At least Jim Jarmusch's "Coffee & Cigarettes" does what says on the box. Comprised of 11 short films, each segment depicts big names from Jarmusch's address book (Bill Murray, Tom Waits, Iggy Pop, Cate Blanchett, Roberto Begnini, Steve Coogan, and Alfred Molina, among others) doing nothing more and nothing less than drinking coffee, smoking cigarettes, and nattering about nothing much in particular. It proves to be slight but very NYC cool. Another U.S. film, Jonathan Demme's more meaty but more specialized documentary, "The Agronomist," provides an account of Haitian human-rights activist and broadcaster Jean Dominique; it was one of the standout titles in the New Territories section of Venice and also shows in Toronto.
More exotic fare that generated strong buzz included Bhutanese director Khyentse Norbu's "Travellers and Magicians," a magical story about travel, love and dreams, and "Pitons" (The Python), a peculiar but strangely unforgettable absurdist Latvian film set in a school run by an autocratic headmistress who forces the children to shit into matchbooks in order to discover who had a crap in the attic, while an escaped python roams the school.

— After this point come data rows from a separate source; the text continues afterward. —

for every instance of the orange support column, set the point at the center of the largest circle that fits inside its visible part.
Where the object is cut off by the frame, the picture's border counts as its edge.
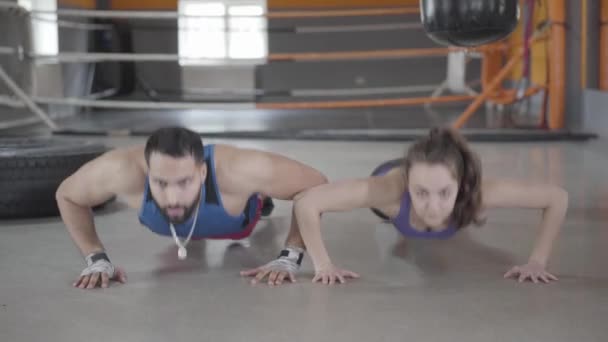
(604, 45)
(557, 63)
(491, 65)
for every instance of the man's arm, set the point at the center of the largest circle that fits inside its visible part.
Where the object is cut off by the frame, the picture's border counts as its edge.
(282, 178)
(278, 177)
(96, 182)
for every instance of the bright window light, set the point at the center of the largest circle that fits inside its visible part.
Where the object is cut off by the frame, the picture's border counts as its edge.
(45, 34)
(246, 10)
(227, 30)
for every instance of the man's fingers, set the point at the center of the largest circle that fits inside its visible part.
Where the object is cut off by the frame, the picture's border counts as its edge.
(105, 280)
(84, 281)
(511, 272)
(78, 281)
(93, 281)
(260, 275)
(351, 274)
(250, 272)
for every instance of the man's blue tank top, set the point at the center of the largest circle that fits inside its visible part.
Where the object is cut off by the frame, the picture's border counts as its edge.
(213, 220)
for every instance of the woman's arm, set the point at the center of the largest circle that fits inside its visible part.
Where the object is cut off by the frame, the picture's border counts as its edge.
(339, 196)
(552, 199)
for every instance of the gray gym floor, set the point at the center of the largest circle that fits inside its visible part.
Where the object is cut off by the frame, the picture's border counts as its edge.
(409, 291)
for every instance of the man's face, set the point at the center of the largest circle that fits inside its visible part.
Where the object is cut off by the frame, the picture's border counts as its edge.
(175, 184)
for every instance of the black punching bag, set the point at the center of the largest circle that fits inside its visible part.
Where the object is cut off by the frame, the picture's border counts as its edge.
(468, 23)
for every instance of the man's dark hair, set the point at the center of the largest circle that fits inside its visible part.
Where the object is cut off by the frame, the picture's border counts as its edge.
(176, 142)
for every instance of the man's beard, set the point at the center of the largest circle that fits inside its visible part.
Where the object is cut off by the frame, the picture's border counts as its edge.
(187, 211)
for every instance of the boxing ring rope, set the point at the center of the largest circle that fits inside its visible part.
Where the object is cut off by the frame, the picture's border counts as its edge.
(505, 97)
(116, 14)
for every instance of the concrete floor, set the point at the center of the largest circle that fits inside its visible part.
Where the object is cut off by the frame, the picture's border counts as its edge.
(417, 291)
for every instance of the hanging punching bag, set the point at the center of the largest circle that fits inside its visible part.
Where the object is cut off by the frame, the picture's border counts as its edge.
(467, 23)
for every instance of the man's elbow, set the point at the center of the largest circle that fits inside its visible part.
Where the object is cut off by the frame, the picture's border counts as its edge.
(560, 196)
(303, 203)
(319, 179)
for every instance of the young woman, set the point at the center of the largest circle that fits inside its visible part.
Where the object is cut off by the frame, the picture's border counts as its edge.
(434, 192)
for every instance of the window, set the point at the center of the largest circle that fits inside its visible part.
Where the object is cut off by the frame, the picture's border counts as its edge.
(227, 30)
(45, 35)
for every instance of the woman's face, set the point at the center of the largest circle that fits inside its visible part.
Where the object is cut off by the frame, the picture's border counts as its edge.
(433, 188)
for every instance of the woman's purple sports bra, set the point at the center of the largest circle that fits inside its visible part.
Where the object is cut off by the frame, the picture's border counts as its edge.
(402, 220)
(402, 223)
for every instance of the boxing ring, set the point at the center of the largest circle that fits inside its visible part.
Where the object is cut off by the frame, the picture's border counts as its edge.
(486, 95)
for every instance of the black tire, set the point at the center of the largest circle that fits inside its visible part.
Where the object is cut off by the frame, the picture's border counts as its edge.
(31, 170)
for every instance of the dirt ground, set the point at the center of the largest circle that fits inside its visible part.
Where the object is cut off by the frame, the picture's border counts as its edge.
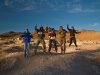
(73, 62)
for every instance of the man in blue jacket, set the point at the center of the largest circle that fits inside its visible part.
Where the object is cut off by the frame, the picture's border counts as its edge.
(27, 37)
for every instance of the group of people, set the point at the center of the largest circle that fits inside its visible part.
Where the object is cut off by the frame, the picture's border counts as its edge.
(52, 39)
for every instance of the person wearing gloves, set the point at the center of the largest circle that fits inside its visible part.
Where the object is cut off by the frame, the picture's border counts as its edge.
(62, 33)
(40, 39)
(27, 37)
(52, 39)
(72, 35)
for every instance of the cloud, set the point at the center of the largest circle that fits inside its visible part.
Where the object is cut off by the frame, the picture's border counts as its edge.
(96, 24)
(78, 9)
(73, 6)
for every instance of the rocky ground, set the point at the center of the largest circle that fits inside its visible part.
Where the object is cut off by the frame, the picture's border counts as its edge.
(84, 61)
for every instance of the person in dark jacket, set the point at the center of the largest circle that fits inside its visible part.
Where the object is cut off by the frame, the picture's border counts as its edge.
(27, 37)
(62, 34)
(72, 35)
(52, 39)
(40, 39)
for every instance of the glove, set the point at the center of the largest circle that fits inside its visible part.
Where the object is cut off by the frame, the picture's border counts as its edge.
(35, 24)
(66, 24)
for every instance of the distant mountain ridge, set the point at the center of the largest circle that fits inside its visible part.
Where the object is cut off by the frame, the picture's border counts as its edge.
(81, 35)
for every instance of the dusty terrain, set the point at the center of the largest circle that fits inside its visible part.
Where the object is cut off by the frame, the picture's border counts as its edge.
(84, 61)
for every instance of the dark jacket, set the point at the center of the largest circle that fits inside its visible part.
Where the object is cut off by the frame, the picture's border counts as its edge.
(62, 33)
(52, 35)
(40, 33)
(27, 36)
(72, 32)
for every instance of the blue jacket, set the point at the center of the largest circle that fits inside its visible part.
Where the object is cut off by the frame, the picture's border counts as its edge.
(27, 36)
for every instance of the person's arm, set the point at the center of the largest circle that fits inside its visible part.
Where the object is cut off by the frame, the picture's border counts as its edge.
(35, 28)
(31, 35)
(68, 27)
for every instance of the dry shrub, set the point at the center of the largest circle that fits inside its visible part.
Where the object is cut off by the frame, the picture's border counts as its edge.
(8, 63)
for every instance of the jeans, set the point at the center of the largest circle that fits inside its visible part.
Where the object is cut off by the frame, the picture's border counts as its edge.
(26, 48)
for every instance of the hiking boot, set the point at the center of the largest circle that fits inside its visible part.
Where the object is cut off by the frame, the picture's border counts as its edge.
(35, 51)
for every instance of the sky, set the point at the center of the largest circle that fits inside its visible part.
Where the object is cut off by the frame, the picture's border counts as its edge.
(17, 15)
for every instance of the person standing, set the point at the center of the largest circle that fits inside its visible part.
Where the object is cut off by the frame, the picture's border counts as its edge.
(27, 37)
(72, 35)
(52, 39)
(40, 39)
(62, 34)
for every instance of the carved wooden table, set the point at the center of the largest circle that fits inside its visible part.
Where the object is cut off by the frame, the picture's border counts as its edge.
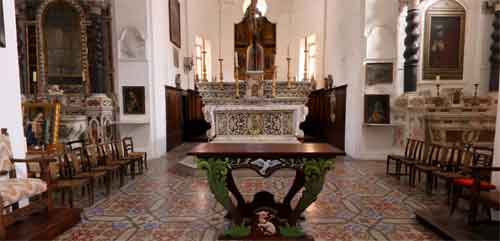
(310, 162)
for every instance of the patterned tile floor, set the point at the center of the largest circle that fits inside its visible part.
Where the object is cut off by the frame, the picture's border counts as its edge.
(358, 203)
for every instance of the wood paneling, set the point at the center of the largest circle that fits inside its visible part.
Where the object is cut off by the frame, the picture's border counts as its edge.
(318, 126)
(174, 117)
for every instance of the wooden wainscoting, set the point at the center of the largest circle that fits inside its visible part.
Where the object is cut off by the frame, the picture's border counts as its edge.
(185, 120)
(318, 126)
(174, 107)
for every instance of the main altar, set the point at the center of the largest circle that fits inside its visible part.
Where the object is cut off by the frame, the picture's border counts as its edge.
(269, 118)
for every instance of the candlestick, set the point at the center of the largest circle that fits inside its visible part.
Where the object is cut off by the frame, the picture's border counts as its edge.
(204, 63)
(221, 75)
(237, 80)
(274, 80)
(288, 76)
(306, 57)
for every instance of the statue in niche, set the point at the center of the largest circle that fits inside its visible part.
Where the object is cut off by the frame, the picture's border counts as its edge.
(132, 44)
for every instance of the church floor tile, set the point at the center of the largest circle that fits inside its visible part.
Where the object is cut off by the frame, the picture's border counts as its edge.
(358, 203)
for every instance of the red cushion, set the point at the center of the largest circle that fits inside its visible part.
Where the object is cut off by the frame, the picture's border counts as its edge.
(468, 182)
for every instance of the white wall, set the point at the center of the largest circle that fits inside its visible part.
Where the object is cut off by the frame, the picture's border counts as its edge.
(10, 91)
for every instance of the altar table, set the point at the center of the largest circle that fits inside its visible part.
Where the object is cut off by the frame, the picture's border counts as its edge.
(311, 162)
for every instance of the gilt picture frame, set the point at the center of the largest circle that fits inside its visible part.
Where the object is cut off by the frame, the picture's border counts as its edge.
(41, 123)
(134, 100)
(2, 27)
(444, 44)
(175, 22)
(377, 110)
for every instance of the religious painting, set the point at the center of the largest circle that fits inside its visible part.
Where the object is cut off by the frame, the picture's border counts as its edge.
(175, 22)
(2, 27)
(134, 100)
(41, 124)
(377, 109)
(379, 73)
(444, 42)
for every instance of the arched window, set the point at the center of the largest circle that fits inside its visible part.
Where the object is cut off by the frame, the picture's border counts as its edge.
(261, 6)
(444, 40)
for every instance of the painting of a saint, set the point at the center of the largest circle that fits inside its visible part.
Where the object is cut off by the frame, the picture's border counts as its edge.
(133, 100)
(444, 41)
(377, 109)
(41, 124)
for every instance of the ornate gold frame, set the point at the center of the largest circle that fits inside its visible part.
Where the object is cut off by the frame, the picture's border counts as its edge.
(42, 49)
(47, 107)
(430, 73)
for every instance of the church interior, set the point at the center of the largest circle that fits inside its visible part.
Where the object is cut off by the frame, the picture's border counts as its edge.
(204, 120)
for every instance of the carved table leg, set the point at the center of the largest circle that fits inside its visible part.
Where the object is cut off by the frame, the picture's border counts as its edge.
(217, 173)
(315, 171)
(231, 185)
(298, 183)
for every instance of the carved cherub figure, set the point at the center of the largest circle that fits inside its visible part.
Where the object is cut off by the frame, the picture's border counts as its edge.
(264, 223)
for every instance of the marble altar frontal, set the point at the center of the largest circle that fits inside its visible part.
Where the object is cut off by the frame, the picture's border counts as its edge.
(265, 119)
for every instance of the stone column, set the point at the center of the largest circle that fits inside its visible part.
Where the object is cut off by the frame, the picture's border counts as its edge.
(98, 74)
(412, 44)
(495, 50)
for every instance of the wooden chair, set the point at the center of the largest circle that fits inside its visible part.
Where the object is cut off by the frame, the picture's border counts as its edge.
(66, 182)
(398, 158)
(97, 164)
(13, 190)
(479, 195)
(110, 159)
(128, 145)
(78, 169)
(134, 161)
(451, 166)
(428, 165)
(415, 157)
(477, 178)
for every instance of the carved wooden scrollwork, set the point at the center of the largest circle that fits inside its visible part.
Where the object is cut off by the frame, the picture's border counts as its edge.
(42, 49)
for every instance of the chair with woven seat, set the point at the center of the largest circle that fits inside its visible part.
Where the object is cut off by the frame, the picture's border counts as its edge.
(408, 163)
(134, 161)
(128, 145)
(97, 164)
(477, 178)
(77, 169)
(427, 166)
(398, 158)
(14, 190)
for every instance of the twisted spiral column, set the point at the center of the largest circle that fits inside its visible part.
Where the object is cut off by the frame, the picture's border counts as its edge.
(412, 49)
(495, 51)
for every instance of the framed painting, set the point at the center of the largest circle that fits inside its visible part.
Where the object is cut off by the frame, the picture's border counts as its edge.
(2, 27)
(174, 9)
(134, 100)
(41, 124)
(377, 109)
(379, 73)
(444, 43)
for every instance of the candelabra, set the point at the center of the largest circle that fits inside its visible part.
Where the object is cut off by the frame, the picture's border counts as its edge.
(476, 87)
(221, 75)
(288, 76)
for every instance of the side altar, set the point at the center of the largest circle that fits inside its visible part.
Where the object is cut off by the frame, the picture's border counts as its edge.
(266, 111)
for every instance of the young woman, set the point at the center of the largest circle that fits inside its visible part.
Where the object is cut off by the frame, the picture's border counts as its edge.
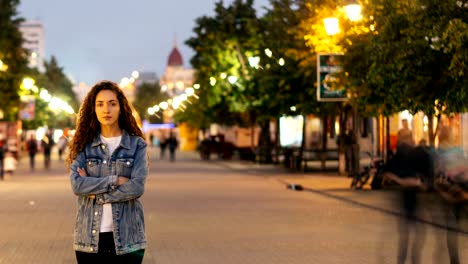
(108, 167)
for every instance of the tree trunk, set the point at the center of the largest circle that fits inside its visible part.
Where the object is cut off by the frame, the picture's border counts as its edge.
(342, 157)
(324, 140)
(264, 143)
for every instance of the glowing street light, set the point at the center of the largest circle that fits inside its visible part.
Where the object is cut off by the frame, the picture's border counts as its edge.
(3, 66)
(353, 10)
(163, 105)
(189, 91)
(331, 25)
(232, 79)
(28, 83)
(254, 61)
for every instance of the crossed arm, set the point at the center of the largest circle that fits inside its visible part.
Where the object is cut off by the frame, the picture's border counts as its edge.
(111, 188)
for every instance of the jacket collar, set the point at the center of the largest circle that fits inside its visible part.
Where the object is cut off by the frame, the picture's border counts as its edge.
(124, 142)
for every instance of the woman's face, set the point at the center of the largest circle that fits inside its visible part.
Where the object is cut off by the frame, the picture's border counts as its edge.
(107, 108)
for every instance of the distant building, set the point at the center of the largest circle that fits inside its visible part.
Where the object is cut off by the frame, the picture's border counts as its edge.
(176, 77)
(33, 35)
(147, 77)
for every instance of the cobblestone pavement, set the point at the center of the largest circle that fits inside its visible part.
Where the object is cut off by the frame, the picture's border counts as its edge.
(220, 212)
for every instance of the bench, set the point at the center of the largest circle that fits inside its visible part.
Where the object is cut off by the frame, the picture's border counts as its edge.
(321, 155)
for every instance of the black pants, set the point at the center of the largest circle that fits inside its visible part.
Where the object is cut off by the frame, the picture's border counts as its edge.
(106, 253)
(32, 157)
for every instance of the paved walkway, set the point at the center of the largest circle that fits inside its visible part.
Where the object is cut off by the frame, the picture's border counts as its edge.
(219, 212)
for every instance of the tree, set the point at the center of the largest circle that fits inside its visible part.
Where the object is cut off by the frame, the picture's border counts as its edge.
(222, 46)
(59, 84)
(148, 95)
(412, 64)
(13, 56)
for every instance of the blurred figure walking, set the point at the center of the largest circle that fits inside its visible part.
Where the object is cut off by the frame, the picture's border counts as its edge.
(31, 147)
(62, 145)
(172, 144)
(46, 145)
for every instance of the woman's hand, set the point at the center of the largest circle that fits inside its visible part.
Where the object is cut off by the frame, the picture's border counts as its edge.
(121, 180)
(82, 173)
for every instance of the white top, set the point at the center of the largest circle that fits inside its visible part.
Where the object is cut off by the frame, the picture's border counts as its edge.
(106, 220)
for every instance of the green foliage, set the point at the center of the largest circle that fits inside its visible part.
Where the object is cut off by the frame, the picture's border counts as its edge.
(12, 55)
(222, 46)
(59, 84)
(148, 95)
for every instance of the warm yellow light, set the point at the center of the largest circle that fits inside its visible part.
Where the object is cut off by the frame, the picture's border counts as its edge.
(353, 11)
(254, 62)
(189, 91)
(281, 62)
(3, 66)
(28, 83)
(163, 105)
(232, 79)
(180, 85)
(212, 81)
(331, 25)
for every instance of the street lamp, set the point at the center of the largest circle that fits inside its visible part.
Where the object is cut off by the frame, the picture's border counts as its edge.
(353, 10)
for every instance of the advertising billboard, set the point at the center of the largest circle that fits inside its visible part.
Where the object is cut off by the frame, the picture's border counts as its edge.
(329, 88)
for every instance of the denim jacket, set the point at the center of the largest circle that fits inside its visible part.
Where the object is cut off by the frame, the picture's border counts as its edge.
(103, 168)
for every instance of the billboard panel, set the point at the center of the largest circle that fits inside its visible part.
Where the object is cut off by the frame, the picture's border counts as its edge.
(329, 88)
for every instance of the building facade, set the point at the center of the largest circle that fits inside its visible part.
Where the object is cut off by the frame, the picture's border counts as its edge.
(176, 77)
(33, 35)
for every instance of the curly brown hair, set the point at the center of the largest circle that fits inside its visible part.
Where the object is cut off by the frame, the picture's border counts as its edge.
(88, 125)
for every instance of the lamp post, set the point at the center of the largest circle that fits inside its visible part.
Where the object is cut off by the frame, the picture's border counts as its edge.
(353, 13)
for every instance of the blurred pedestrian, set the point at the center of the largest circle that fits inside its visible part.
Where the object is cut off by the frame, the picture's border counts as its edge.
(62, 145)
(405, 135)
(412, 169)
(47, 143)
(108, 167)
(32, 148)
(162, 147)
(172, 144)
(2, 153)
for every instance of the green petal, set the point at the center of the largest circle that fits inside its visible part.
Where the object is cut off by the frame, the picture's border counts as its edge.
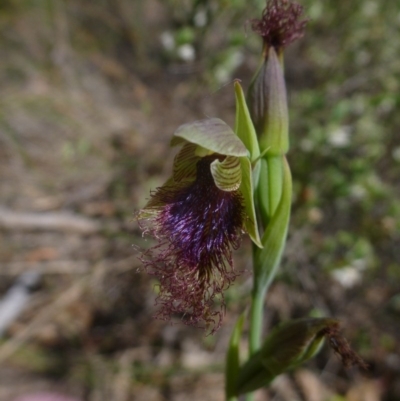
(244, 127)
(246, 189)
(227, 174)
(185, 163)
(212, 134)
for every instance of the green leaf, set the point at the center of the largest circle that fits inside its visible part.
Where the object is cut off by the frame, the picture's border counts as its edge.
(246, 189)
(244, 127)
(185, 163)
(227, 174)
(288, 345)
(233, 360)
(212, 134)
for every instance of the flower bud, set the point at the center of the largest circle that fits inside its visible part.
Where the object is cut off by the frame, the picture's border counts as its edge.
(268, 106)
(279, 26)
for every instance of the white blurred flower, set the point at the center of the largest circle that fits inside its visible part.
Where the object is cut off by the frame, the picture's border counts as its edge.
(396, 154)
(167, 40)
(349, 276)
(200, 19)
(186, 52)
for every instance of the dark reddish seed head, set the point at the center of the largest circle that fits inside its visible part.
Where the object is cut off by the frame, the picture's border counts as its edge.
(342, 348)
(280, 23)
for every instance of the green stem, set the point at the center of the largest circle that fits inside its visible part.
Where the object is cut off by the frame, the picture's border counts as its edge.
(275, 173)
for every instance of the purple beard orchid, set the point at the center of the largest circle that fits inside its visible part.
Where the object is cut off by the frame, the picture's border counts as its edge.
(197, 218)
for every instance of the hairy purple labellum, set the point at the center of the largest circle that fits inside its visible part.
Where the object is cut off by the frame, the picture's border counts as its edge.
(197, 226)
(280, 24)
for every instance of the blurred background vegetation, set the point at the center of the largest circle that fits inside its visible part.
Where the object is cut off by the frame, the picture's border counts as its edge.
(91, 93)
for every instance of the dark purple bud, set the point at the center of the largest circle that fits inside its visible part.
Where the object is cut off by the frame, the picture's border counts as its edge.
(280, 24)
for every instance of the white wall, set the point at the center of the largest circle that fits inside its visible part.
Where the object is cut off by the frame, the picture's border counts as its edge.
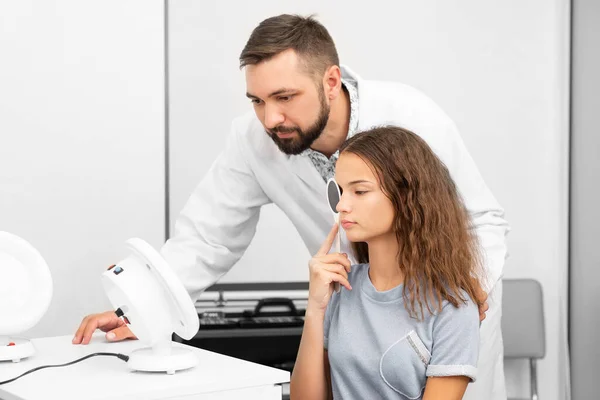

The high-handed treatment seemed painfully familiar -- even if the method of humiliation was rather different -- to the many journalists who descended on the festival this year and struggled with a particularly imperious big PR firm which shall remain nameless. In the end, although there were many outstanding movies shown, a tetchy atmosphere hung over the normally laid-back festival. Partly the problem was too little talent and too many journalists, but then again, it might have just been the mosquitos.